The store manager of an Arco AM/PM convenience store located in Norwalk, Calif., a suburb of Los Angeles, told KTLA 5 that workers know the woman who bought the ticket and that there is video footage of the purchase.

The manager said the woman came into the store and told them that she put the ticket in her pocket and that it went through the washer. The ticket is now destroyed.

California Lottery officials have the footage, but it is not enough to verify the woman’s claim. Officials need a picture of the front and back of the ticket in order to allow a person to win without the physical ticket.

Read more at The Hill.

{Matzav.com}


8 COMMENTS

  1. If they are 100% sure that she bought the winning ticket it’s terribly cruel not to give her the prize. It may be entirely legal to withhold it, but it just seems wrong.

      • Who are “they”?
        Lottery officials and/or others who have authority to award the prize.
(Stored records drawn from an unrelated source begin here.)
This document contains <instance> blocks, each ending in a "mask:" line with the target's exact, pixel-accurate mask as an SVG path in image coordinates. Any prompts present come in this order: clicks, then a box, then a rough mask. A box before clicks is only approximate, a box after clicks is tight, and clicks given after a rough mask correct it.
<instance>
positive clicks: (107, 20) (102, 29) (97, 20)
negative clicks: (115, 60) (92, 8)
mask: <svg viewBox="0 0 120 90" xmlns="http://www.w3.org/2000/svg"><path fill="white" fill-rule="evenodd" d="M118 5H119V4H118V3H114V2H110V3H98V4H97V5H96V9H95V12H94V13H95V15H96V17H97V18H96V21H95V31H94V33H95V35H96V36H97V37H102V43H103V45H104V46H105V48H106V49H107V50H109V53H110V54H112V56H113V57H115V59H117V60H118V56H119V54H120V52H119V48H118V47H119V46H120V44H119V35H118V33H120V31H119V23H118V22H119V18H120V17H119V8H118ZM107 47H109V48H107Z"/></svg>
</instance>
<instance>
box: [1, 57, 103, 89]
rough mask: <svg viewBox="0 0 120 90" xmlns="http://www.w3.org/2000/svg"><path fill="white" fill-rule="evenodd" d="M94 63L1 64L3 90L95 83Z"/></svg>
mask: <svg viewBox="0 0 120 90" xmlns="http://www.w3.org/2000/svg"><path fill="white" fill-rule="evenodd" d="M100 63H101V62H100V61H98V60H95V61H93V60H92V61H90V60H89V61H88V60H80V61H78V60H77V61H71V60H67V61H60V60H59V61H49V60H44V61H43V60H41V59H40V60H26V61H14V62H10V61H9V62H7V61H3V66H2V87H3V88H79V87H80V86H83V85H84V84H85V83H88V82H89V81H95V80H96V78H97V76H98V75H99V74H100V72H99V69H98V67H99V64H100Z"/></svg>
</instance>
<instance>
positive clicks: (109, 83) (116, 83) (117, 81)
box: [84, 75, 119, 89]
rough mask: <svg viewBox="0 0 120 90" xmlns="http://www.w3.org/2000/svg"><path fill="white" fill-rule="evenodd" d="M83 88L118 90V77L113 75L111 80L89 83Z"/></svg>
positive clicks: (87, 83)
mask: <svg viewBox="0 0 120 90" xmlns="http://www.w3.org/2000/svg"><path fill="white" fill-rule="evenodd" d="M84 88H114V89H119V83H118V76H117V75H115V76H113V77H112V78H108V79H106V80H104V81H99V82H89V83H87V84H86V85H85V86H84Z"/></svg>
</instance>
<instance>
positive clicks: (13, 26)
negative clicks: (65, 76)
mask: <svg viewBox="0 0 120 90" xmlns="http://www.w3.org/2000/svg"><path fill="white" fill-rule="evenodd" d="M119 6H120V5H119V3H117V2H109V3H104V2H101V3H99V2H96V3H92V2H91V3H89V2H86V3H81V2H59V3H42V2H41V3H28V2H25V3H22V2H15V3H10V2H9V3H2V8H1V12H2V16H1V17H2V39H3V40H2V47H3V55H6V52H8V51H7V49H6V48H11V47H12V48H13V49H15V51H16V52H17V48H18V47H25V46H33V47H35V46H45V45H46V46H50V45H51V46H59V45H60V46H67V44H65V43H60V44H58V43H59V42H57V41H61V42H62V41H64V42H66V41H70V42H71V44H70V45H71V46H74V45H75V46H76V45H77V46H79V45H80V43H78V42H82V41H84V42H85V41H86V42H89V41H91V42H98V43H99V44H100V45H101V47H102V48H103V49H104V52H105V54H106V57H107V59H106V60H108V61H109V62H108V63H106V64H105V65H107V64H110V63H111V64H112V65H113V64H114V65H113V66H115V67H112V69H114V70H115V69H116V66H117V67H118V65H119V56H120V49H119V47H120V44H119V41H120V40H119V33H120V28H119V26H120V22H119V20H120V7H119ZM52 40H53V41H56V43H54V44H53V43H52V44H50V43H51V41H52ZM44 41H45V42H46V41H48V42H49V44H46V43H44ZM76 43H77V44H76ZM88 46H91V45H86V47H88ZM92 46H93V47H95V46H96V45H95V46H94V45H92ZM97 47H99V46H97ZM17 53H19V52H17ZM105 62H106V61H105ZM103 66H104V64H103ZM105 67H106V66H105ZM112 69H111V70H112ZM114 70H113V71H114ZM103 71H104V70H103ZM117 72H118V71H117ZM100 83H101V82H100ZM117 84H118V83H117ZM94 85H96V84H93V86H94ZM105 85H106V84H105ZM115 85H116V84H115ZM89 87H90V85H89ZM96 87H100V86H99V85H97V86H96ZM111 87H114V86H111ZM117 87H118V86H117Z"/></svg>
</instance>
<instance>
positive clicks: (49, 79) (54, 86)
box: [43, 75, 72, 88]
        And how are “they” sure if there is not even a picture of the ticket?
        a) Hence the “If”
        b) “…workers know the woman who bought the ticket and that there is video footage of the purchase.” The footage may be clear enough to show the numbers and/or it may show that she was definitely the only purchaser at the time the ticket was sold. Or not, so again, hence the “If”.

    • Wanna know what’s even more cruel? Not having clear rules that are being consistently followed. If you begin to break the rules because of “compassion”, then you are setting yourself up for much more convoluted cases in the future, which will cause much conflicts, fighting, and consistently suffering. Just keep the peace; the rules are simple: no ticket no prize.

      • Someone who loses a ticket must complete a claim form and provide evidence they owned it, such as a photograph of the front and back of the ticket, the California Lottery said.
        If they are 100% sure that she bought the winning ticket there is no rule-breaking involved here. (In some lotteries there would be, but not in this one.)

        FWIW, I also couldn’t disagree more strongly with your characterization of cruelty. Do you honestly believe it’s kinder to tell the purchaser of the lost ticket “Too bad” than to give them a chance to prove its theirs and claim the $26 million?
        Additionally, what’s “convoluted” here if the only question is did she buy the ticket?
        Lastly, sometimes proof of ownership gets tricky, but that can (and has) happened even when a ticket physically exists. Using your logic, should complicated cases of ticket-ownership also result in forfeiture of the prize?

        • Does she have a photo of the ticket?! No? The rules are clear: no prize without at least a photo of two sides of the winning ticket.
          In general, clear rules keep peace in the long term. In all of life’s situations, not just in lottery. Often it only takes one inconsistency when applying the rules, and all of a sudden you end up in chaos and selective enforcement aka corruption, which usually results in violence and abuse of power, thereby causing untold cruelty. So whatever your emotional reasoning may be, the pass you promote will take you to exactly the opposite of compassion.